Hotmail Email Filtering and SPF
Tags: Email | Written on 1/3/08
Changing email encoding solved many of my email sending woes, but hotmail was still refusing to accept my outgoing emails. In researching email acceptance, I found out that many people are having issues with hotmail silently refusing their emails. This has even resulted in a petition to remove Microsoft's intense spam filtering system that blocks legit emails (including mine). That aside, I did some research to find someone with a solution.
I started my search at my web host, Media Temple, and found an article on hotmail and yahoo email spam flagging issues where they recommended using a SPF record. Next, I found someone who this solved his hotmail email sending issues with this SPF record. This SPF must be the magic bullet, I thought.
What is a SPF record you say? Before I get into that, I want to give you some information that was helpful for me to understand why my email was getting dropped by hotmail.
Introduction to DNS Records
DNS records play a huge role in the, "I'm not spam" game. Let me explain the basics.
When you register a domain you have to set your name servers in your domain control panel. This usually looks like: NS1.DOMAIN.COM and NS2.DOMAIN.COM. These records would give the company who owns DOMAIN.COM rights to your DNS records. Your DNS records control everything associated with your domain and can be changed via your domain control panel. In your control panel, you will find something called A or CNAME records. These records point to your web server. In my case, my control panel shows A records as: *.domain.com, and domain.com point to the IP address of my web server.

Look at A or CNAME records as your bread and butter records that tell you where your server and files are.

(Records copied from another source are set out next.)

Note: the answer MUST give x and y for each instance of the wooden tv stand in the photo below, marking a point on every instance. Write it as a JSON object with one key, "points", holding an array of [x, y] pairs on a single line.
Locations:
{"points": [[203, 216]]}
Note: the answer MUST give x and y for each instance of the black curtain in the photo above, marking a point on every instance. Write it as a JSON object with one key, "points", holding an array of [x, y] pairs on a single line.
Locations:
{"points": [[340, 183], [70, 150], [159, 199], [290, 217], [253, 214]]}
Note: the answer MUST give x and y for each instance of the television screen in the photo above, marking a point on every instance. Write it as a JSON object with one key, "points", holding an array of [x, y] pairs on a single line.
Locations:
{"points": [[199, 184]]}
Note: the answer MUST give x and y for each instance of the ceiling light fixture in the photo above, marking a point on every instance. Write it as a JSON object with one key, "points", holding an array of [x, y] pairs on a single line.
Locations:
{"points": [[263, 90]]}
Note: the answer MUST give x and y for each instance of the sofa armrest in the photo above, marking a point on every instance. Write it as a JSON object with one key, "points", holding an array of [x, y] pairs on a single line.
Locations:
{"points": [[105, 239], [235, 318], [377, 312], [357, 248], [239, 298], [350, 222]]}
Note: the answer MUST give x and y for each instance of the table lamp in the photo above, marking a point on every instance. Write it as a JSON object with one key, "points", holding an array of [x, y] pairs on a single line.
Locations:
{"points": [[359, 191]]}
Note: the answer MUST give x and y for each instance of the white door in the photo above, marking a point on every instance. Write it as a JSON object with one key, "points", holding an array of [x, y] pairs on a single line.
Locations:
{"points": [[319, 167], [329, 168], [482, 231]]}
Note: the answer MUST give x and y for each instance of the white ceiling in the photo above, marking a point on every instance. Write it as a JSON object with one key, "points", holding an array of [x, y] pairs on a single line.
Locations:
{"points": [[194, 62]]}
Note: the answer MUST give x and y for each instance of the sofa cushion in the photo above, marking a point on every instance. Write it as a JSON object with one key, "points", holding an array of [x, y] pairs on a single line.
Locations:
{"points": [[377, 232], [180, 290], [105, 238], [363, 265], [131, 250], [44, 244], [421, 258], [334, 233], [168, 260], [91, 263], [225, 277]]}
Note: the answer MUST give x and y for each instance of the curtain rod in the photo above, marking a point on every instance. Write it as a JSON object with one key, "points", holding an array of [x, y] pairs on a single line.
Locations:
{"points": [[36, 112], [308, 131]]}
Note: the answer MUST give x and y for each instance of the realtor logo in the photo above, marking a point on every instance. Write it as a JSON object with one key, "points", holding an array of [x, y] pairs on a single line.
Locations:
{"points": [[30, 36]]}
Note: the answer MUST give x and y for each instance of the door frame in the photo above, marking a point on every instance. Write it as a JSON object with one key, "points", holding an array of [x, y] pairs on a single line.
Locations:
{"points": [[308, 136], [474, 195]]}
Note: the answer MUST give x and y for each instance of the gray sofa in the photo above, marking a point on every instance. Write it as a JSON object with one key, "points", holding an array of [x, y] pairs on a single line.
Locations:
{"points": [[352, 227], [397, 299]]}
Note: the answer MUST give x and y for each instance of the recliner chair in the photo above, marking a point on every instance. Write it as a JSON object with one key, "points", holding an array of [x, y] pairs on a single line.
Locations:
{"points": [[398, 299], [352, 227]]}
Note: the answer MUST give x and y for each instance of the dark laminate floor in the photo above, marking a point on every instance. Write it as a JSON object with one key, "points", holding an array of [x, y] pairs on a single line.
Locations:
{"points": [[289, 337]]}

The other basic type of record is your MX records. The MX records point to your incoming mail server(s).

When you think of MX records, think of email.
Some registrars, like Yahoo, only allow you to edit these three basic types of DNS records: your name servers, MX records and A/CNAME records. This works in most cases (consumer and small business), but I found they will not allow you add any custom records to your DNS information such as TXT or SPF.
My original plan was to use Yahoo as my mail server, but they won't let you set this SPF record, so that means Yahoo (*erhm* Microsoft's pet) just lost my business.
So what is SPF?
The Sender Policy Framework is used to tell mail servers that your outgoing mail as legit. As far as I can tell, it is the key to unlocking hotmail to receive your outgoing emails in the midst of the spam wars. To add this SPF record, it is pretty straight forward. Your web host should know and be able to help you with this - my web host provides an article on setting up an SPF record.
Let me give you an example. I want to tell mail servers that it is okay if email originates from my dedicated web server, which has IP address 555.555.555.555. So, I would specify this by adding a record to my DNS of type TXT that looks like:
v=spf1 a mx ip4:555.555.555.555 ~all
"v=spf1" says that it is a Sender Policy Framework record. "a" and "mx" states that the records come from my original domain name. And finally the, "ip4:555.555.555.555" is what really matters - it states sending mail from the server with that IP address, 555.555.555.555 is acceptable.
You can generate your own record with the SPF Setup Wizard. You still have to know the basics of DNS though, which is why I explained them earlier.
In the end, make sure that the company you point your name servers to allows you to add a custom SPF/TXT record. It is worth the time to understand this if you plan on sending automated emails to a wide audience. You don't want your users to ditch using your application because they are waiting for an email for 10 minutes with no response.
Comments
I sent every week a newsletter from more than one year and just yestarday the email don't arrive to hotmail.
I already create the record (I use Mediatemple too) You know how many time I must wait to get it working again? this is not inmediate?